I’ve never heard of a hotel charging a charge for utilizing the reward program of its own chain! Not only that, but the cost didn’t seem to be revealed throughout the booking process (disclosure is the hotel industry’s defense against state attorney general cases for deceptive tactics, and Marriott has agreed to do better in any case).
Furthermore, Marriott’s own terms and conditions prohibit such a charge. The free night redemption “includes.. room tax/service fee,” according to item 3.2.e of the Bonvoy program conditions. If there is a Bonvoy service fee, it should be reimbursed by the points redemption!
On Tuesday, I inquired about the practice with Marriott.

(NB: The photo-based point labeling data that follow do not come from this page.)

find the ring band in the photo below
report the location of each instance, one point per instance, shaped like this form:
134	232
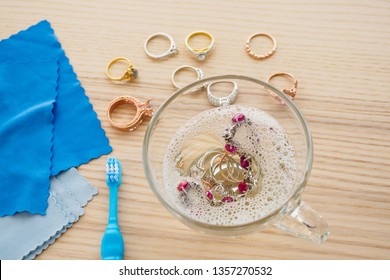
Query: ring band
260	56
293	90
144	109
221	101
130	74
199	72
201	53
172	48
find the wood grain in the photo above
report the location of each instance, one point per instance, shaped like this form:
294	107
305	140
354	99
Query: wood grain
338	51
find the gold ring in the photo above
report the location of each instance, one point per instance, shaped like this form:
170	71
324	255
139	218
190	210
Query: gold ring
130	74
201	53
144	109
293	90
260	56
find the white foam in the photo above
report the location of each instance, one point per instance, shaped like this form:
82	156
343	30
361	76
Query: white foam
265	139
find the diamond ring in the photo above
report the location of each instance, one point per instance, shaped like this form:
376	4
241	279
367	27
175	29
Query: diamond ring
172	48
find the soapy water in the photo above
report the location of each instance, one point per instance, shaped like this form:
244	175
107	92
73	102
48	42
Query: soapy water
265	140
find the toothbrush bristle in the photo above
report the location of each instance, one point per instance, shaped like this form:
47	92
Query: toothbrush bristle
113	173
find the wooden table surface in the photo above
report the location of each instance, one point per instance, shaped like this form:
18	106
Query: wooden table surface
339	51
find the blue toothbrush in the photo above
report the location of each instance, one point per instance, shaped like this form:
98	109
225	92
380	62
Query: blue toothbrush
112	243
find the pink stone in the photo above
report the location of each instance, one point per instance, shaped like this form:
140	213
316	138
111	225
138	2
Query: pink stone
243	187
230	148
239	118
227	199
244	162
209	195
183	185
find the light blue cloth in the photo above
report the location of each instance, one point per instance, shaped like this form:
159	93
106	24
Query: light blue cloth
33	72
24	236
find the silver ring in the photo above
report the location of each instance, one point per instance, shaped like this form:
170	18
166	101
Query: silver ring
199	72
172	48
221	101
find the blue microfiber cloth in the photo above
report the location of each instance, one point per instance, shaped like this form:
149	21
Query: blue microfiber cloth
34	75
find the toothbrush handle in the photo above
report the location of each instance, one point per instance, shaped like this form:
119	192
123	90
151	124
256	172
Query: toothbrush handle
113	214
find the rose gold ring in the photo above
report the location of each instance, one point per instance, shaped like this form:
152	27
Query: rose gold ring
144	109
293	90
260	56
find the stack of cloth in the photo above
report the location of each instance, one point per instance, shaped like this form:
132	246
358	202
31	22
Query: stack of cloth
47	127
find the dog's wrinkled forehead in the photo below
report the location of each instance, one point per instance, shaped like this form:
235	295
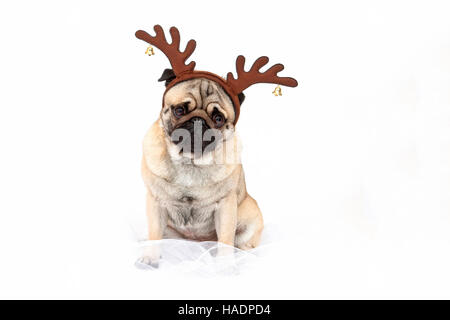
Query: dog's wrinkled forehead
202	94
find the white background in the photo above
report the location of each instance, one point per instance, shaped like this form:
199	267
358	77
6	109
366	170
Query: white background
352	168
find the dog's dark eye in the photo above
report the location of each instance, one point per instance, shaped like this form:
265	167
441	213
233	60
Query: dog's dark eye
218	119
179	111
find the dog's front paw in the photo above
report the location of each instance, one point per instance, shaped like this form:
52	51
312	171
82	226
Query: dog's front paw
147	262
149	259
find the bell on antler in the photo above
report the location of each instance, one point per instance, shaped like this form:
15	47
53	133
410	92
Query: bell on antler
277	91
149	51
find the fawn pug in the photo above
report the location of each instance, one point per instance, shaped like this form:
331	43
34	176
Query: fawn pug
196	187
191	169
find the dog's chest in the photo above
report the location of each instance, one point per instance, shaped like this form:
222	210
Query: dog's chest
193	195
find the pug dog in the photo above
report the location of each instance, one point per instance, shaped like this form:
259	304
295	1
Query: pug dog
190	166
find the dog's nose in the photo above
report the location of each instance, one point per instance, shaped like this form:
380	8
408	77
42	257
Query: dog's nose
198	120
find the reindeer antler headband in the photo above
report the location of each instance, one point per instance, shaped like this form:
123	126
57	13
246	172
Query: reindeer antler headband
233	87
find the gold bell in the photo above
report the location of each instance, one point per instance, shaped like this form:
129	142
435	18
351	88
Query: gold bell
277	91
149	51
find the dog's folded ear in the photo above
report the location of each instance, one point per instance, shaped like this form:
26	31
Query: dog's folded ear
241	97
168	75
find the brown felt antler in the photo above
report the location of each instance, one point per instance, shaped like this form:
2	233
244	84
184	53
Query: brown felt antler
246	79
176	57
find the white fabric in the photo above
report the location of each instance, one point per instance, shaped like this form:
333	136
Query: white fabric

They informed me on Friday that the hotel had ceased collecting the charge. They then informed me that, in reality,
- This is supposed to depict the resort fee being taxed by the government.
- They admit it was mistakenly classified as something wholly unrelated and illegal.
- And that it was not disclosed to clients when they made their reservations.
The difficulties of labeling and disclosure, I’m informed, have been resolved. However, I’ve inquired as to whether passengers who were charged an unannounced Bonvoy service fee would be reimbursed, and I’ll keep you updated if I get a response.
More From the Wing’s Perspective
The “Marriott Bonvoy Customer Service” is a customer service line that can be reached at 1-800-436-7927. Reference: marriott bonvoy customer service.